Morto per un panino ai friarielli, esito autopsia in ritardo di 8 mesi
La famiglia Di Sarno chiede ora con forza che gli accertamenti vengano depositati al più presto
A quasi otto mesi dalla morte di Luigi Di Sarno, i familiari denunciano un grave ritardo nelle indagini. L’uomo era deceduto il 6 agosto 2025 dopo una sospetta intossicazione da botulismo, presumibilmente legata al consumo di un panino acquistato a Diamante.
“Ritardi inaccettabili”
Attraverso i legali Angelo Pisani e Maria Napolano, la famiglia ha reso nota la propria posizione, esprimendo forte preoccupazione per la mancata conclusione degli accertamenti tecnici.
“Dopo quasi otto mesi non è stata ancora depositata la consulenza autoptica, passaggio fondamentale per chiarire le cause del decesso e accertare eventuali responsabilità”, si legge nella nota diffusa dagli avvocati.
Solleciti già presentati
I familiari fanno sapere di aver già presentato diverse istanze di sollecito attraverso i propri difensori, senza però ottenere risposte concrete. Una situazione definita “inaccettabile”, soprattutto considerando la delicatezza del caso.

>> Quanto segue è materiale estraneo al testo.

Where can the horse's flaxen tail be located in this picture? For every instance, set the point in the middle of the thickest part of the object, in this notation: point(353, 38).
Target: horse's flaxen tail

La richiesta: “Verità in tempi brevi”
La famiglia Di Sarno chiede ora con forza che gli accertamenti vengano depositati al più presto e che si arrivi rapidamente a fare piena luce sulla vicenda.
Il caso resta aperto e in attesa di sviluppi, mentre i parenti continuano a chiedere chiarezza e giustizia per la morte del loro congiunto.